CALCUTTA BURNING GHAT.

In this museum one can learn more of the various races of India, of their dress, implements and weapons, more of the animal and insect life, more of India's mineral wealth, more of her woods, stones and marbles, more of her agricultural products and manufactures than he can in weeks of travel. He sees here mounted specimens of bug and butterfly, bird, fish and beast. It is the very Mecca of the student and we saw a number of groups thus engaged. Among the insects there are several which illustrate the mimicry of nature to a marvelous degree. Some are like dried grass, some like moss and some like leaves. The most remarkable of these is the leaf insect which can scarcely be detected from a leaf even after it has been pointed out. There is a mountain grouse which turns white in the winter, and in some countries a hare which undergoes the same change. In Ceylon there are crabs with legs like pieces of coral and a color closely resembling the sand upon which they crawl, but the leaf insect surpasses them all. Not only is its color identical with the leaf, but its body and wings are veined and ribbed like a leaf; even rust spots could be found on some of them. We could hardly have believed our own eyes had we not seen some of these insects alive and some of the young just hatched.

The botanical garden, while not equal in variety or beauty to the gardens at Buitenzorg and Kandy, has one object of growing interest, viz., a gigantic banyan tree. This tree is nearly a century and a half old and shades a spot of ground almost a thousand feet in circumference. Great arms run out from the parent trunk and these are supported by four hundred and sixty-four ærial roots or minor trunks, some of which are several feet in diameter. Seen from a distance the tree presents a very symmetrical appearance, and, as it is still growing, it is likely to become, if it is not already, the largest tree in the world.
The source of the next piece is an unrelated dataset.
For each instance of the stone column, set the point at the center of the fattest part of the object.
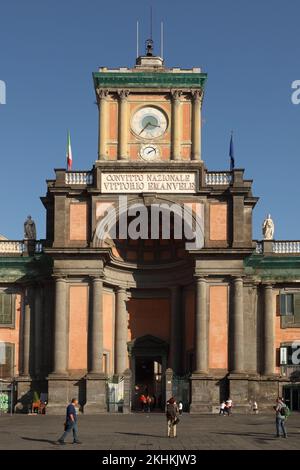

The zoological garden contains some excellent specimens. We were especially interested in the Bengal tigers, in a red-nosed African mandrill (which looks like a cross between a hog and an ape), and in the monkeys. Three of the latter belong to the shouting variety—at least, they do shout. When the attendant gives the cue, they set up such a chorus of ear-splitting yells as one seldom hears. The echoing and re-echoing makes a din before which the noise of a football game seems tame. While not a football enthusiast, I venture the suggestion that an American team would do well to secure the assistance of these rooters, for they could work up the necessary enthusiasm on short notice and with a great saving to the throats of the students.

On the streets of Calcutta one sees Indian life in all its forms. The coolies wear the lightest possible clothing and carry enormous burdens on their heads. I saw eight of them hurrying down the street at a fast walk bearing a grand piano on their heads. In another place one man carried a large Saratoga trunk on his head down the hotel stairs. He had to have assistance in lifting and lowering it, but when it was once balanced on his head he marched off with it with apparent ease. The coolie women also carry burdens upon their heads, water jars being their specialty. Two and even three of these, one on top of another, are sometimes carried in this way. The brass water pot is, by the way, never out of sight in India; it is to be seen everywhere, and the scouring of these pots seems to give employment for leisure moments.

THE MAHARAJA OF MOURBHARAG—AN INDIAN PRINCE

While much carrying is done on the head and on the pole, carts of all kinds are numerous. The water buffalo is to be found in India, but he divides the honors with the Indian bullock as a beast of burden. The Indian bullock is a mild-eyed beast, usually white or light in color, and has a hump on the shoulders which seems to be made expressly for the yoke. There is a small variety of the bullock, which is used for drawing passenger carts, and some of these are so fast that they are entered in trotting races.